City Hall intends to revisit ‘Park City’ trademark issues
Park City leaders at a recent meeting briefly addressed Vail Resorts’ abandoned efforts to obtain a trademark on the name “Park City” as it applies to a mountain resort, but they also signaled there will be additional talks at City Hall about the broad topic of trademarks and the branding of the community.
Mayor Jack Thomas and the Park City Council spoke about the trademark dispute in the days after the Colorado owner of Park City Mountain Resort said it would scrap the bid for the “Park City” trademark. The elected officials were not prepared to discuss the matter in any depth at the meeting and instead generally expressed gratitude that Vail Resorts ended the trademark efforts.
The mayor, one of the City Hall figures who was heavily involved in the discussions with Vail Resorts about the trademark application, said during the meeting he was pleased with the decision.
“I want to thank Vail Associates for their posture and their propriety in backing away from the trademark issue, dropping the application. I think we were all pleased,” Thomas said, referring to Vail Resorts by a former name of the company.
He recounted that he received a phone call from Bill Rock, the chief operating officer of PCMR, on a Saturday morning informing him of the decision to end the trademark efforts.
Thomas also noted Vail Resorts agreed to “clean up any confusion in the community,” which was one of the aims of City Hall and critics of the trademark application. The official name of the property remains Park City Mountain Resort, but it is marketed as Park City. Some are worried there could be issues delineating the mountain resort and the wider community.
“I think our approach with regard to some of this will be to, now that the trademark issue is behind us to some extent, that we will assess the situation moving forward with regard to the branding within the community and evaluate that,” Thomas said.
It appears City Hall will revisit the issue in coming weeks or months as officials craft a strategy. Mark Harrington, the Park City attorney, told the mayor and City Council plans are under consideration to address branding while a long-range monitoring plan will be put in place “so we are hopefully not put in this position again.”
Harrington said City Hall staffers will return to City Council for a “full discussion of those shortly.” It is not known when the staffers will schedule a discussion about trademark issues with the elected officials. It seems likely it will be late in the summer or in the fall since there has been widespread interest in the topic by the elected officials, businesspeople and Park City residents.
It is also not known what trademark-related issues will be of greatest interest as the mayor and City Council discuss the matter again. City Hall staffers typically prepare a report covering the history of an issue and offering a range of options for the elected officials to pursue in anticipation of a discussion like the one that is expected to be held regarding the trademark.

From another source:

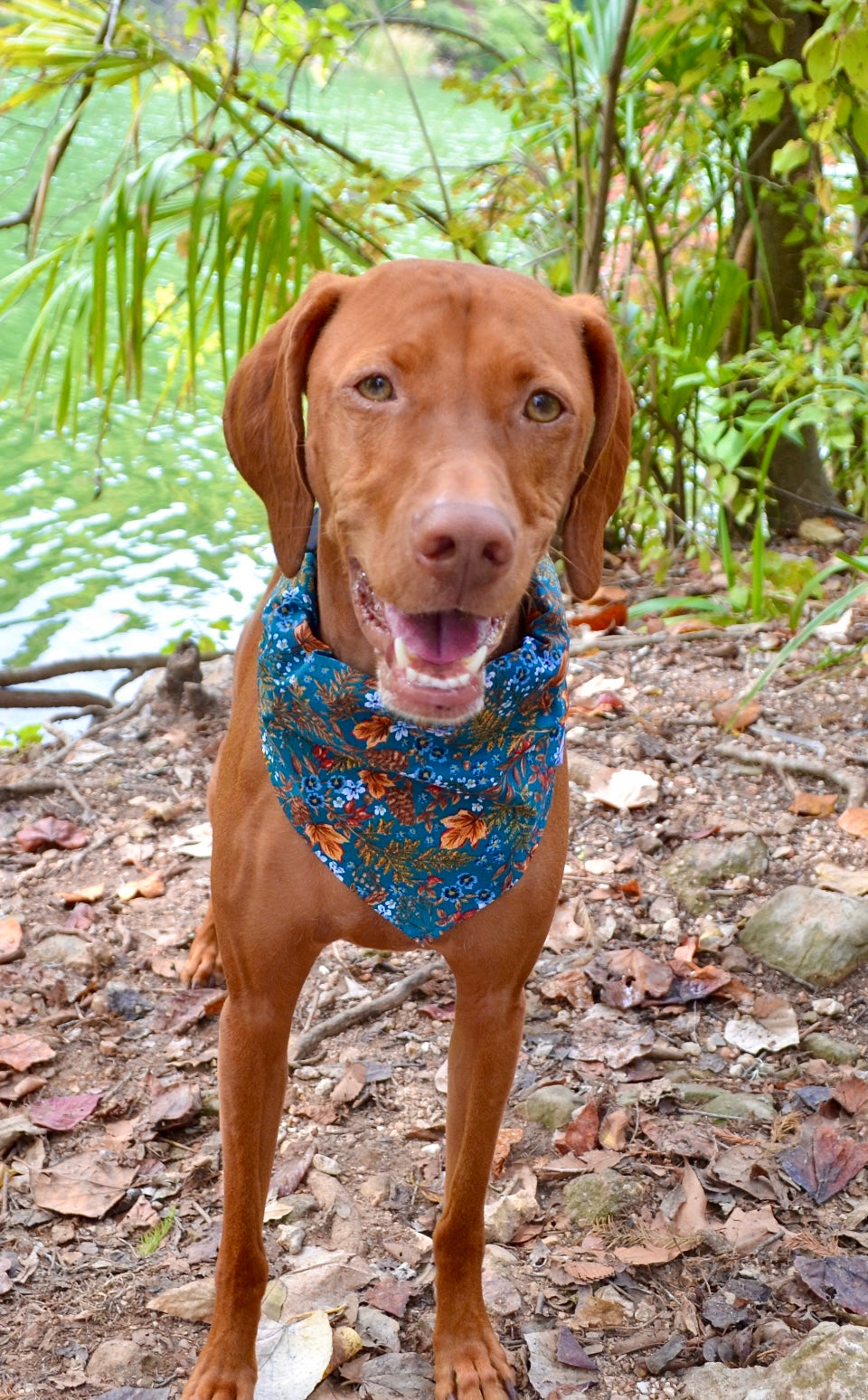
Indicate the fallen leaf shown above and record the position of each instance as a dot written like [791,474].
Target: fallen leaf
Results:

The trademark application for the name “Park City” spurred deep opposition by other businesses that use the name of the community in their moniker as well as Park City residents who resented the idea of a corporation holding a trademark on the name of the city. Vail Resorts, under intense pressure from City Hall and many Parkites, ended the trademark bid. A prior owner of PCMR had launched the trademark application and Vail Resorts continued the federal process before the decision to end the efforts.